Les populations immigrées ont tendance à être très concentrées, les personnes ayant tendance à résider dans des zones avec des communautés existantes. Mes recherches récentes montre qu'en Angleterre et au Pays de Galles, les zones où les immigrés issus d'un seul milieu constituent la majorité significative de la population immigrée ont tendance à être peu criminalisées. Presque aussi faible en criminalité que les régions avec de petites populations immigrantes.

Peu importe le contexte de la population immigrante, ce qui semble être la clé, c'est qu'il y a une similitude culturelle entre la population immigrante d'une région. Mes recherches ont également révélé que les régions où le nombre d'immigrants est faible, soit en deçà de la moyenne nationale, tendent à être des zones d'immigration européenne ou africaine.

Mais mes recherches ont également montré que les zones où deux cultures ou plus (autres que celle de la population indigène) sont répandues, ont tendance à être très élevé dans la criminalité. C'est particulièrement le cas dans les régions où les proportions d'immigrants en provenance d'Asie et d'Europe sont les plus élevées. Dans ces régions, les crimes violents sont 70% plus élevés, les crimes contre les biens sont 92% plus élevés et la criminalité liée aux véhicules augmente de 19% par rapport à la moyenne nationale.

Que faire à ce sujet

La recherche que j'ai menée montre qu'il est nécessaire de considérer la culture comme un outil précieux dans l'examen de l'impact de l'immigration sur la criminalité.

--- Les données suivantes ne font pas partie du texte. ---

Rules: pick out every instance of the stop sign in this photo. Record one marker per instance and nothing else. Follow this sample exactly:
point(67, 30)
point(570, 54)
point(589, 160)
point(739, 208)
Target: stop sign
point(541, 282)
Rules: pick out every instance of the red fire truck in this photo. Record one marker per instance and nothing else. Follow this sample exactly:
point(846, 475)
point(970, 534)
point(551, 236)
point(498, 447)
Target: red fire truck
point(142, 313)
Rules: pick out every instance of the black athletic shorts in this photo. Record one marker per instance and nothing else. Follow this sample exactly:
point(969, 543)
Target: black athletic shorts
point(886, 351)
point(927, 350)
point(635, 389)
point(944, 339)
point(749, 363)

Il faut également considérer que les communautés immigrantes sont moins enclines à contacter la police et plus enclines à «s'auto-policer», ce qui peut inévitablement entraîner plus de criminalité. Donc, le maintien de l'ordre des communautés d'immigrants, qui sont de plus en plus concentrées, doit être fait avec différences culturelles à l'esprit.

La ConversationLes projets de logements sociaux et d'autres logements abordables doivent également être soigneusement étudiés pour éviter de créer des conflits culturels lorsque cela est possible. Quelques avancées récentes telles que celles du gouvernement britannique Stratégie intégrée des communautés Nous essayons déjà d'éliminer les barrières linguistiques qui empêchent l'intégration. Mais en fin de compte, une discussion plus calme en vue d'un monde plus sûr et plus cohérent ne nuirait pas non plus.

A propos de l'auteur

Dainis Ignatans, Maître de conférences en criminologie, Université de Huddersfield

Cet article a été publié initialement le La Conversation. Lis le article original.